Se Renzo non cacciò un urlo, non fu per timore di farsi scorgere, fu perché non n'ebbe il fiato. Gli mancaron le ginocchia, gli s'appannò la vista; ma fu un primo momento; al secondo, era ritto, più desto, più vigoroso di prima; in tre salti girò la capanna, fu sull'uscio, vide colei che aveva parlato, la vide levata, chinata sopra un lettuccio. Si volta essa al rumore; guarda, crede di travedere, di sognare; guarda più attenta, e grida: - oh Signor benedetto!
- Lucia! V'ho trovata! Vi trovo! Siete proprio voi! siete viva! Esclamò Renzo, avanzandosi, tutto tremante.

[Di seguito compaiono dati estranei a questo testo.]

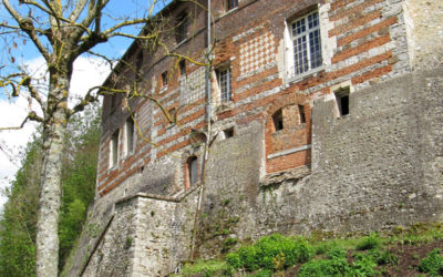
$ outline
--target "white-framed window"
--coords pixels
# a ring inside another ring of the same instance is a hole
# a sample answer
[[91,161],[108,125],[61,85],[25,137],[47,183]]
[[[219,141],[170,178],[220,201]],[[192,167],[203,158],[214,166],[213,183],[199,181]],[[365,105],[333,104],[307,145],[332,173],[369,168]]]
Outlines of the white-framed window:
[[350,88],[340,88],[339,90],[334,91],[336,94],[336,103],[338,110],[338,117],[344,116],[349,114],[349,94]]
[[110,168],[119,163],[119,130],[116,130],[110,142]]
[[238,7],[238,0],[225,0],[226,11],[230,11]]
[[312,11],[292,21],[289,25],[292,41],[293,74],[299,75],[322,65],[320,20]]
[[233,100],[230,68],[217,70],[217,82],[220,91],[220,101],[228,102]]
[[125,123],[125,155],[134,151],[134,120],[128,117]]
[[187,39],[187,17],[188,14],[186,12],[182,12],[177,17],[175,30],[175,39],[177,43]]

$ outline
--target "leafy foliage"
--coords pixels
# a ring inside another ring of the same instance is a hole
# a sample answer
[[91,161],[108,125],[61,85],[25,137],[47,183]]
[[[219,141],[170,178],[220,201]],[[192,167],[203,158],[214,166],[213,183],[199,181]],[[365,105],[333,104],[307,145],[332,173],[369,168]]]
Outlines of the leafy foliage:
[[234,268],[254,271],[258,268],[279,270],[303,263],[313,256],[313,247],[301,237],[284,237],[279,234],[266,236],[253,246],[243,246],[227,255]]
[[[63,196],[59,223],[60,265],[75,244],[94,198],[100,135],[99,109],[70,121],[63,171]],[[22,166],[7,191],[0,222],[0,276],[35,275],[35,228],[41,172],[41,135],[24,150]]]
[[420,261],[419,270],[427,273],[430,276],[441,276],[443,274],[443,257],[439,248],[427,253],[426,257]]
[[363,237],[356,246],[357,250],[375,249],[381,245],[381,239],[377,233]]

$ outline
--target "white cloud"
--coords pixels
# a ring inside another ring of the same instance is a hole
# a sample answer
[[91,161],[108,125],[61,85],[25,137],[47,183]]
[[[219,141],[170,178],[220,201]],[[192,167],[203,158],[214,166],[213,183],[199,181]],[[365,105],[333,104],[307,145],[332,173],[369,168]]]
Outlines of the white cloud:
[[[27,69],[33,75],[43,76],[45,74],[45,65],[43,59],[31,60],[27,63]],[[73,98],[84,95],[87,90],[94,85],[103,83],[110,68],[96,59],[79,58],[74,63],[74,71],[71,82],[72,94],[70,106],[76,102]],[[39,110],[35,102],[29,104],[24,98],[18,98],[13,101],[0,99],[0,127],[18,126],[21,124],[28,112]],[[38,114],[41,114],[39,111]],[[19,153],[30,141],[35,130],[35,123],[28,123],[21,130],[0,131],[0,189],[3,191],[13,178],[20,166]],[[0,197],[0,206],[3,205],[6,198]]]

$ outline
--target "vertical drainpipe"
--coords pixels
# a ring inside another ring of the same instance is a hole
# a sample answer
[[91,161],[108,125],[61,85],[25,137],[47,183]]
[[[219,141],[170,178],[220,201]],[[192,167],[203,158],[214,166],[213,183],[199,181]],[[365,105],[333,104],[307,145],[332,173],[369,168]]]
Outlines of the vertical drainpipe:
[[212,39],[210,39],[210,0],[207,1],[207,50],[206,50],[206,72],[205,72],[205,93],[206,93],[206,141],[205,141],[205,150],[204,150],[204,156],[202,161],[202,166],[200,166],[200,191],[198,194],[198,202],[197,202],[197,211],[194,217],[194,229],[193,229],[193,237],[190,239],[190,252],[189,252],[189,260],[194,260],[195,258],[195,244],[196,244],[196,235],[197,235],[197,229],[198,229],[198,218],[199,214],[202,213],[202,203],[203,203],[203,197],[204,197],[204,192],[205,192],[205,166],[208,157],[208,150],[209,150],[209,143],[210,143],[210,113],[212,113],[212,95],[210,95],[210,69],[212,69],[212,61],[210,61],[210,55],[212,55]]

Così il temporale che il narratore ha lasciato addensarsi e covare per tutta la scena del lazzaretto, ma direi per tutto il romanzo, si dissolve in maniera catartica al momento buono. Perché al trovarsela davanti, non è solo Renzo a gioire ma l'immaginazione di ogni lettore. Descrizioni intense e poetiche come del resto, senza dubbio, lo sono anche quelle sullo scambio di parole fra Lucia e Renzo dei giorni dopo, scritte in altre pagine del capolavoro romantico italiano, nel capitolo trentotto, quando questa rientrata dal lazzaretto a casa sua, conversa finalmente tranquilla con Renzo per la prima volta dopo mille traversie, pagine che riempiono ancora di candore chi le legge.

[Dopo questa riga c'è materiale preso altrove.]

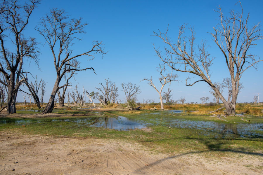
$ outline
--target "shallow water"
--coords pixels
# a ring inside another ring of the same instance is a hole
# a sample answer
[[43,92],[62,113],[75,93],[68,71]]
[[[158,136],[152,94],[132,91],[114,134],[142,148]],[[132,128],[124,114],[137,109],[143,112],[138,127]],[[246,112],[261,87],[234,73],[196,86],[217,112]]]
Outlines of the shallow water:
[[[178,113],[182,111],[167,110],[148,114],[161,114],[162,113],[170,112]],[[94,113],[98,113],[94,112]],[[136,128],[141,129],[147,125],[164,126],[172,128],[187,128],[201,130],[216,134],[216,136],[222,138],[233,134],[235,137],[263,138],[263,123],[225,124],[214,122],[191,120],[178,119],[170,117],[160,116],[157,115],[156,117],[146,119],[144,121],[138,121],[134,119],[122,116],[113,117],[87,116],[81,118],[70,118],[44,120],[30,120],[26,119],[0,119],[1,123],[12,123],[15,125],[25,125],[33,123],[46,124],[52,122],[71,122],[75,123],[77,126],[102,127],[105,128],[113,129],[119,130],[127,130]],[[204,132],[204,134],[206,134]]]
[[[203,130],[222,134],[224,138],[229,134],[243,137],[263,138],[263,123],[220,123],[214,122],[191,120],[186,119],[162,117],[150,119],[150,125],[161,125],[177,128]],[[154,123],[153,124],[153,123]]]
[[46,124],[49,122],[71,122],[78,126],[87,125],[89,126],[103,127],[105,128],[113,129],[119,130],[127,130],[136,128],[145,128],[145,125],[136,122],[134,120],[124,117],[118,116],[116,117],[87,117],[82,118],[56,119],[51,120],[23,119],[0,119],[1,123],[14,123],[20,125],[29,125],[34,123]]

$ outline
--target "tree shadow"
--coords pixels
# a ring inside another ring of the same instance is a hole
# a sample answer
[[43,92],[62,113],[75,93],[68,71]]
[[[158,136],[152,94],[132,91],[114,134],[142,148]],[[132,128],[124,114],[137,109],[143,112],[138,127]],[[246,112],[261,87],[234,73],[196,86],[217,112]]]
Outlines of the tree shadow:
[[[263,153],[257,153],[256,152],[254,152],[246,149],[245,148],[223,148],[224,146],[224,145],[225,143],[223,143],[223,141],[224,140],[227,140],[229,139],[224,139],[222,138],[221,139],[218,139],[215,138],[210,138],[207,139],[202,139],[196,138],[191,138],[188,136],[184,137],[184,139],[187,139],[190,140],[197,140],[198,141],[202,144],[204,144],[206,146],[206,150],[200,150],[196,151],[191,151],[187,153],[185,153],[176,155],[173,155],[170,156],[165,158],[164,158],[160,160],[156,161],[153,162],[148,165],[146,166],[144,166],[139,168],[135,170],[135,172],[138,173],[138,172],[141,172],[142,171],[143,171],[146,169],[148,169],[149,167],[150,167],[155,165],[157,165],[161,163],[162,162],[169,160],[172,159],[174,158],[178,158],[181,156],[191,154],[199,154],[202,153],[207,153],[211,152],[232,152],[235,153],[240,153],[250,155],[258,155],[261,156],[263,156]],[[155,140],[150,140],[146,141],[146,142],[152,142],[155,141],[161,141],[168,140],[173,140],[176,139],[176,138],[169,138],[167,139],[156,139]],[[240,139],[238,139],[237,138],[233,138],[231,139],[231,140],[240,140]],[[262,140],[259,140],[259,139],[242,139],[242,140],[248,140],[248,141],[262,141]],[[215,143],[216,141],[216,143]]]

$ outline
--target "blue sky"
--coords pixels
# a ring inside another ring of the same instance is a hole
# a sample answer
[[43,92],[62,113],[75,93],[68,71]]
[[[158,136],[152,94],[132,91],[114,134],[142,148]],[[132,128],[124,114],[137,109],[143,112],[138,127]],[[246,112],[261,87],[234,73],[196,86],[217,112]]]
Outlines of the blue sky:
[[[172,39],[177,39],[178,26],[185,24],[194,27],[196,33],[196,42],[198,44],[202,39],[207,41],[209,46],[208,51],[215,57],[212,70],[213,82],[222,81],[223,78],[229,77],[226,63],[222,54],[212,40],[211,35],[213,27],[219,23],[217,20],[218,13],[214,11],[220,5],[224,14],[227,15],[232,9],[239,10],[239,5],[235,5],[236,1],[166,1],[161,2],[155,1],[43,1],[34,12],[30,20],[24,34],[36,38],[41,44],[39,46],[41,55],[39,57],[38,70],[33,62],[30,65],[25,64],[24,69],[30,71],[39,78],[42,77],[47,84],[47,92],[44,101],[47,102],[56,80],[56,74],[53,63],[52,53],[41,36],[33,29],[39,18],[53,8],[63,9],[72,18],[83,18],[83,21],[89,24],[85,28],[86,33],[80,37],[83,39],[76,41],[72,48],[73,54],[82,53],[91,48],[92,41],[102,41],[105,44],[108,53],[102,59],[101,55],[96,56],[92,61],[88,58],[81,57],[82,67],[92,66],[96,74],[92,71],[79,72],[75,76],[76,81],[71,80],[72,87],[78,83],[80,88],[83,86],[89,91],[96,90],[98,84],[104,83],[104,79],[115,82],[119,87],[120,95],[124,102],[124,92],[121,91],[122,82],[129,82],[139,85],[142,92],[138,96],[138,101],[143,99],[154,99],[159,102],[157,92],[146,81],[140,81],[145,78],[152,76],[154,83],[160,89],[158,73],[156,67],[161,62],[153,48],[153,44],[156,47],[163,46],[159,38],[152,36],[153,31],[160,29],[164,32],[169,25],[169,35]],[[245,15],[250,12],[251,25],[260,22],[263,19],[262,8],[263,1],[242,1]],[[263,41],[257,43],[251,51],[253,54],[262,58]],[[260,63],[258,71],[250,68],[245,72],[241,81],[244,88],[242,89],[238,98],[238,102],[251,102],[254,96],[259,94],[260,99],[263,99],[262,87],[263,82],[263,62]],[[210,101],[212,97],[209,93],[208,85],[201,82],[191,87],[185,85],[185,78],[188,74],[180,73],[177,74],[179,83],[174,82],[171,85],[173,90],[172,99],[177,100],[184,97],[187,102],[198,103],[200,98],[209,96]],[[165,86],[163,92],[168,87]],[[226,94],[226,92],[224,94]],[[260,97],[262,98],[260,98]],[[87,97],[86,99],[88,100]],[[23,100],[23,96],[19,94],[17,101]],[[65,101],[67,100],[66,99]]]

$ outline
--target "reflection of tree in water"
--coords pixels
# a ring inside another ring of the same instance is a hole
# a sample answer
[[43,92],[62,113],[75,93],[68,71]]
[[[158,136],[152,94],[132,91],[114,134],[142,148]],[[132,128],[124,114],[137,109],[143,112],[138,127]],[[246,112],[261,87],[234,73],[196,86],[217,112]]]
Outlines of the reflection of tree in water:
[[222,134],[222,138],[224,138],[229,134],[234,134],[234,136],[237,137],[238,136],[236,125],[229,123],[224,125],[224,128],[220,134]]

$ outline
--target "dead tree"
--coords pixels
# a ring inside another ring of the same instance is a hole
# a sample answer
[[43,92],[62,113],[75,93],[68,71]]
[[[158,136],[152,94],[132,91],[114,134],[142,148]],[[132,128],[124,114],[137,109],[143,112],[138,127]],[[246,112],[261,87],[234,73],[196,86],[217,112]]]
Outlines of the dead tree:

- [...] vi saluto: come state? - disse, a occhi bassi, e senza scomporsi. e non crediate che Renzo trovasse quel fare troppo asciutto, e se l'avesse per male. prese benissimo la cosa per il suo verso; e, come, tra gente educata, si sa far la tara ai complimenti, così lui intendeva bene che quelle parole non esprimevan tutto ciò che passava nel cuore di Lucia. Del resto, era facile accorgersi che aveva due maniere di pronunziarle: una per Renzo, e un'altra per tutta la gente che potesse conoscere. - sto bene quando vi vedo - rispose il giovine, con una frase vecchia, ma che avrebbe inventata lui, in quel momento.

Pagine circa un incontro tanto atteso, le quali ci raccontano che nonostante le difficoltà, la coerenza dei valori alti, vola sugli eventi con un disegno quasi impossibile a comprendersi, quanto nel cuore come nell'anima, e a tutti gli uomini spetta il compito di accoglierla e di concretizzare la possibilità di trovarla e viverla sempre, come una quiete che diviene sempre migliore dopo ogni maledetta tempesta.